Soon enough our refrigerator will be able to let us know that we are short on beer, or better yet just buy itself what you will need for the next week.

The other day, I was thinking about how much all of the providers, applications, and hardware I use know about my behavior. I am guessing they know a lot.

Considering that we can already have advertisements that are targeted to you based on your interests, search history, demographics and even what you are reading right now on a screen. It is a no brainer that our computers are tracking unbelievable amounts of data about us.

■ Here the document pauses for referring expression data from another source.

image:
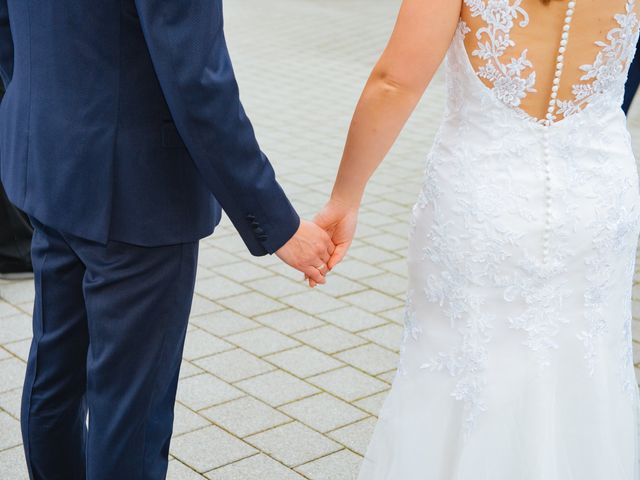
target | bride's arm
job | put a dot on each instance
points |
(423, 32)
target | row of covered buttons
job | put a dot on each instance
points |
(255, 225)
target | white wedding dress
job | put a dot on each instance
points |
(517, 363)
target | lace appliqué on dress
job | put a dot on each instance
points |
(510, 84)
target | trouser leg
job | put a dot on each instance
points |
(53, 406)
(138, 302)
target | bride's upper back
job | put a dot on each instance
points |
(550, 59)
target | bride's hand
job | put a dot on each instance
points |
(339, 220)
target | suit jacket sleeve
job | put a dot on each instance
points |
(188, 49)
(6, 45)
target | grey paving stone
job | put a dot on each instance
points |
(179, 471)
(373, 403)
(313, 301)
(186, 420)
(251, 304)
(355, 436)
(370, 358)
(387, 335)
(20, 349)
(342, 465)
(188, 369)
(234, 365)
(13, 465)
(304, 361)
(258, 467)
(15, 327)
(353, 318)
(293, 444)
(323, 412)
(10, 428)
(12, 373)
(330, 339)
(209, 448)
(217, 287)
(276, 388)
(10, 401)
(7, 310)
(348, 383)
(204, 390)
(202, 305)
(263, 341)
(277, 286)
(245, 416)
(289, 321)
(372, 301)
(200, 344)
(223, 322)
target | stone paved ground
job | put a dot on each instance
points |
(279, 382)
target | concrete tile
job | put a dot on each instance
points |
(204, 390)
(276, 388)
(263, 341)
(20, 348)
(201, 344)
(209, 448)
(17, 292)
(10, 427)
(329, 339)
(251, 304)
(342, 465)
(245, 416)
(258, 467)
(13, 465)
(323, 412)
(348, 383)
(223, 322)
(355, 436)
(388, 282)
(293, 444)
(277, 286)
(313, 302)
(289, 321)
(201, 306)
(188, 369)
(15, 327)
(7, 310)
(353, 318)
(355, 269)
(370, 358)
(12, 373)
(217, 287)
(388, 336)
(186, 420)
(373, 403)
(179, 471)
(304, 361)
(373, 301)
(234, 365)
(243, 272)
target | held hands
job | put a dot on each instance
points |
(339, 220)
(309, 251)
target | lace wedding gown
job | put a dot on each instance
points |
(517, 363)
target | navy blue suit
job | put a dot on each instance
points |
(632, 83)
(121, 135)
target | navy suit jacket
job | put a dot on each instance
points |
(122, 121)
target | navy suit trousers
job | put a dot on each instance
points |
(108, 332)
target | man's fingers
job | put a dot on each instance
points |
(314, 274)
(337, 257)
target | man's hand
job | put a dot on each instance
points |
(339, 220)
(308, 251)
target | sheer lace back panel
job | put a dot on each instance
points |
(514, 46)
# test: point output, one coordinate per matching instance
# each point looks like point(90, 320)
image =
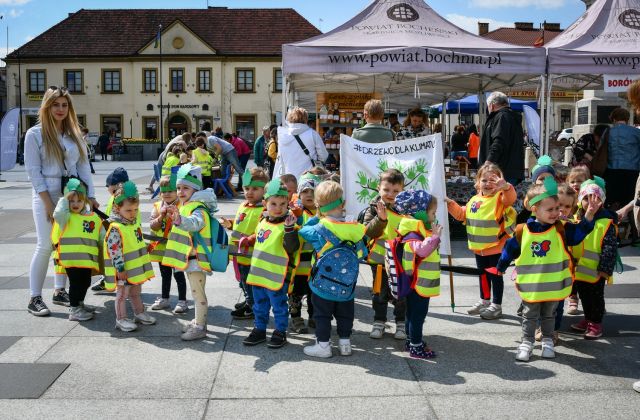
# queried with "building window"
point(73, 81)
point(150, 81)
point(177, 80)
point(111, 81)
point(150, 127)
point(37, 81)
point(204, 80)
point(111, 122)
point(277, 80)
point(244, 80)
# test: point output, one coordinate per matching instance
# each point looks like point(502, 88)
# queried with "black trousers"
point(79, 282)
point(166, 273)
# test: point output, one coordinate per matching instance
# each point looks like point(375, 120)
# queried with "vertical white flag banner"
point(419, 159)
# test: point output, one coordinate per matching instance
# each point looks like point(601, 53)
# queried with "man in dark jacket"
point(502, 139)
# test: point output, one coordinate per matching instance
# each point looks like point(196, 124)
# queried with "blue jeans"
point(417, 309)
point(265, 300)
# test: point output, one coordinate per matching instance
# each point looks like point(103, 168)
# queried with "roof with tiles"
point(123, 32)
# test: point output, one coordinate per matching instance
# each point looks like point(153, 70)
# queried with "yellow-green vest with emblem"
point(587, 253)
point(377, 253)
point(245, 224)
point(269, 261)
point(180, 244)
point(544, 268)
point(137, 264)
point(77, 246)
point(427, 278)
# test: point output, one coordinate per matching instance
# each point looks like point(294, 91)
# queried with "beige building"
point(220, 67)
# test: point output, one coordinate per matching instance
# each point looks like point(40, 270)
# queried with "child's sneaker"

Like a lot of folks, I have a smartphone, laptop, tablet, desktop computer and a smart watch. I use all of these tools at all hours of the day for pretty much everything. I am absolutely reliant on these tools. If you want to see me get frustrated just shut my email off during the workday.

Most of my devices are from Apple and they have a feature where you can say, “Hey Siri,” and it will open up Siri, a virtual assistant, to take your order and to fulfill your commands. It is on my watch and my phone where I mostly use it to set timers, respond to messages and occasionally to get directions when my hands are full.

I was setting a timer for a pot of rice and started wondering what else my watch might be hearing during the day. If it can hear me when I ask for it, it must be listening when I am not using it, right?

If it is listening to me at all times, then Apple probably thinks I am crazy. I talk to myself, especially when driving. My topics range from mulling over story ideas to marketing campaigns and to ideas for the paper. I also talk through current issues and other ideas that I might want to bring up to my staff or family, often to make sure that it sounds like a good idea to myself before I roll it out.

Is that a bad thing? I am not sure.

It does mean that my devices know a lot about me.

Not only does my watch listen to me when I am talking, but it tracks my heart rate, my location and even if I am standing or sitting. The amount of data that these tech companies has on all of us has got to be mind blowing.

In the future, I can see a situation where your phone, or whatever it is we will be using in the next decade, already knows exactly what you are going to ask for based on your location, what you have been doing all day and what you are doing right now.

I am not sure if that is a bad thing or not. It would be nice to just have what you want before you even know you want it. Albeit it would be a little creepy to think that your behavior is being predicted at all times.

From a news perspective we are already starting to see this. With news popping into our social media feeds that fits what we are most likely to want to read. While it helps to generate more clicks and more engagement, are those stories what you really should be reading? We already have an issue where too many people read content that fits their bias, rather than seeking to expand their knowledge.

Our future will undoubtedly be an inreasingly connected world. With more and connections and devices layered into our reality. From self-driving cars to self-brewing coffee pots. We live in an age of data.

What will the future hold, as we continue to move down this line of wearable computers that track every aspect of our bodies, what will this mean in the next decade? Will we find that we are unable to function without having a connection to our devices?

I just hope that what I get is really what I want.